Performance for a Reading of La Joconde by Shannon Cochrane
She is older than the rocks among which she sits; like the vampire, she has been dead many times, and learned the secrets of the grave… Walter Pater
Is it the secret longing of every picture to be a virus? To spread like a contagion, reproduce itself in every corner of the imagination? Here are some fun facts about “the most famous painting in the world.” Leonardo’s smiling Mona has been reproduced using 3604 coffee cups, 320,000 ticket stubs from Japan’s Takashimaya department store, 6000 pieces of toast, 10,000 pieces of fusilli, macaroni and lasagna, 12,000 sticky notes, 7,500 lines of CSS code, 100,000 carats of gemstones, 800 helium balloons, 800 Rubik’s Cube, 2 gallons of ketchup and an order of fries…
And now an artist’s voice.
Fifteen years ago the artist found a hand-made portrait of the Mona Lisa made on a typewriter. Her open skin is made of periods, the hair is mostly overstrikes of capital M’s and S’s. The work contains a single comma, which drew applause from her Salt Lake City audience when she announced it there.
Her Mona is a precursor to ASCII (American Standard Code for Information Interchange) art, a system developed in the 1960s so that machines could communicate with each other. Perhaps this performance is a kind of eavesdropping, a way of listening in to the secret life of these machines.
Leonardo’s painted portrait has been translated into letters and numbers, which the artist revists as a script.
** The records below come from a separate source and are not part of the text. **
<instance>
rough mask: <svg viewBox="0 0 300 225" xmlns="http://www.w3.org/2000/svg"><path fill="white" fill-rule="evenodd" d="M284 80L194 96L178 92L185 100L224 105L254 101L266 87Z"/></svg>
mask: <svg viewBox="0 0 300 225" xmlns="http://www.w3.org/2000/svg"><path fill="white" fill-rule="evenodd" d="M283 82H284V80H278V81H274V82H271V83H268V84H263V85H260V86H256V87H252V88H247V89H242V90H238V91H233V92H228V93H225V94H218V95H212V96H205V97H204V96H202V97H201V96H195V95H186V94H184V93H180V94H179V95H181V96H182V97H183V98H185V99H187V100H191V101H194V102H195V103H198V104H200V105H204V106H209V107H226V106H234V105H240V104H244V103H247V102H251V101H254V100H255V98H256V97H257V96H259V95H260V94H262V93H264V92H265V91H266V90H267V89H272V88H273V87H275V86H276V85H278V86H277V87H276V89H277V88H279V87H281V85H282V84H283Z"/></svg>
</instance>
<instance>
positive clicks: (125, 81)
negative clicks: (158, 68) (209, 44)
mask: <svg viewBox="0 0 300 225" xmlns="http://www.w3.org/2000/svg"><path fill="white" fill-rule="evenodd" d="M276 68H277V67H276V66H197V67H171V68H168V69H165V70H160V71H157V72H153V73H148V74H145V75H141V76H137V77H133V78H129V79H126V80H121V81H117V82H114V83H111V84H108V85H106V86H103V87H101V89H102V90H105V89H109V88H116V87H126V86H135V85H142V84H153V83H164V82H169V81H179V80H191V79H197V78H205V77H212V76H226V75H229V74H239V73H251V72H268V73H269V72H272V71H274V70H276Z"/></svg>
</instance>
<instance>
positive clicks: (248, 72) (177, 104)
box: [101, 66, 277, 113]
She’s going to read it out loud, like a bedtime story for machines, machines like you and me. And like all bedtime stories, she’s not concerned that you catch every word (or in this case, every letter). It’s going to take time, this is a picture newly remade in words which will take time, perhaps as much as three hours, but she doesn’t need you to be there every moment. Yes, that’s right, she’s inviting you not to come. Or at least, to leave behind the fantasy that we can know everything, that we can hear it all, that we’ll ever be able to get to the end of it.
This is not her first performance or her last one. I can hear echoes of previous work, even echoes of the future. The artist’s interest in repetition, the loops of behaviour, the building blocks of language (let’s get back to basics), the alphabetic performance that so often passes for personality.
I have to ask again: Will she deliver us to what Oscar Wilde’s old teacher named “the secrets of the grave?”
Walter Benjamin: “Even the dead will not be safe from the enemy if (s)he is victorious. And this enemy has never ceased to be victorious.”
Stills are from performance in Salt Lake City Library as part of the Salt Lake City Performance Art Festival, September 2017. Text for performance at CIRCA art actuel (gallery), Montreal on January 13, 2018.